WorldModelBench: The 1st Workshop on Benchmarking World Models

CVPR 2025 Workshop

Room 108 - June 12 (8:30 am - 12:00 pm), 2025

Introduction

World models refer to predictive models of physical phenomena in the world surrounding us. These models are fundamental for Physical AI agents, enabling crucial capabilities such as decision-making, planning, and counterfactual analysis. Effective world models must integrate several key components, including perception, instruction following, controllability, physical plausibility, and future prediction. Over the past year, we have seen remarkable progress in building such world models – from video models trained with text-only conditioning to those leveraging richer conditioning sources (image, video, control). Research teams from both academia and industry have released numerous open-source and proprietary models.

This proliferation of world models opens doors to their use in several downstream applications, ranging from content creation, autonomous driving, to robotics. However, these models vary substantially in their training methodologies, data recipes, architectural designs, and input conditioning approaches. As a research community, we are compelled to critically examine their capabilities through comprehensive evaluation.
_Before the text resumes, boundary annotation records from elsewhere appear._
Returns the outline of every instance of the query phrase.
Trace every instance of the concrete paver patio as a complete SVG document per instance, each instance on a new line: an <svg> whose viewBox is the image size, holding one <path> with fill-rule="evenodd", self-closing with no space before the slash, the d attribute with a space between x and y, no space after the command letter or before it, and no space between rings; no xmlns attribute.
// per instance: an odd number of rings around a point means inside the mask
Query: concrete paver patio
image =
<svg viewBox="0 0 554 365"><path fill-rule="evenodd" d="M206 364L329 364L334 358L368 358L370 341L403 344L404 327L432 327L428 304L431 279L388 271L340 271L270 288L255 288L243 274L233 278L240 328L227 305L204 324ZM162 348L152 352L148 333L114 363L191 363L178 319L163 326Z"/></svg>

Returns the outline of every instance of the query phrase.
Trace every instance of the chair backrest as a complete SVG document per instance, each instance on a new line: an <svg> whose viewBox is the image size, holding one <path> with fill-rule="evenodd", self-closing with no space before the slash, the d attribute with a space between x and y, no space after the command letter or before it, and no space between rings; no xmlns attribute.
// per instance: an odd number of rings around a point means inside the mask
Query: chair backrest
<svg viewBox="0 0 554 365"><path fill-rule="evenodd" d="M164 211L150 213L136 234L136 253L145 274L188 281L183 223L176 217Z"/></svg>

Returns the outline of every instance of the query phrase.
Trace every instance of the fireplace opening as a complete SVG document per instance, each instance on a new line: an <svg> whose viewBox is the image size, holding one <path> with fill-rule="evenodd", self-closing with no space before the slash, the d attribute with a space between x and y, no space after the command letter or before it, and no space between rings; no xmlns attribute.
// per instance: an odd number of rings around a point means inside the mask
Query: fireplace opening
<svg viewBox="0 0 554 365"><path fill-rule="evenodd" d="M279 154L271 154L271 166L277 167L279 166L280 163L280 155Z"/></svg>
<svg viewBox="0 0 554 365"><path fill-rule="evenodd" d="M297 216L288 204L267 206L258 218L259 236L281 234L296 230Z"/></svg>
This requires not only identifying relevant evaluation criteria (e.g., physical correctness, alignment with input prompts, generalizability) but also developing appropriate metrics and establishing standardized evaluation methodologies for fair assessment.

The goal of the WorldModelBench workshop is to provide a forum to facilitate in-depth discussions on evaluating world models. The workshop will cover a range of topics, including but not limited to:

Designing accessible benchmarks for evaluating world models
Designing methodology, protocols and metrics for quantitative evaluation
Downstream evaluation of models through different tasks
Considerations surrounding safety and bias in world models

Accepted Papers

All the posters will be in ExHall D at 9am - 12pm on June 12. Our assigned poster boards are #16 - #23. Please find your poster ID in the following list.

Oral Presentations:

Poster Presentations:

We thank all our reviewers for their great efforts of providing high-quality reviews for all the submissions: Tarun Kalluri, Jiwen Yu, Fan Ma, Yu Tian, Sateesh Kumar, Hritik Bansal, Heeseung Yun, Yiran Qin, Kaiyue Sun, Aayushi Agarwal, Yujia Chen, Yan-Bo Lin, Jianglong Ye, Tianwei Xiong, Yao Teng, Reuben Tan, Siddharth Gururani.

Call For Papers

We welcome submissions on any aspects related to evaluating world-models, including but not limited to:

Methods for developing world (and video) models, including novel architectures, training approaches, and scaling strategies
Applications of world foundation models and video generation models to downstream embodied tasks, such as robotics and autonomous driving
Novel metrics, benchmarks or datasets to evaluate world models
Analysis of safety considerations and potential biases in world foundation models and video generation models

Submission Guideline:

Submission website: openreview submission page
Our workshop accepts both full paper submissions (4-8 pages excluding references) and extended abstract submissions (2-4 pages including references).
Full paper submissions (4-8 pages excluding references) should NOT be published before. Please refer to CVPR 2025 author guidelines: https://cvpr.thecvf.com/Conferences/2025/AuthorGuidelines
Submission Format: official CVPR template (double column; no more than 8 pages, excluding reference).
Our paper reviewing process is double blind.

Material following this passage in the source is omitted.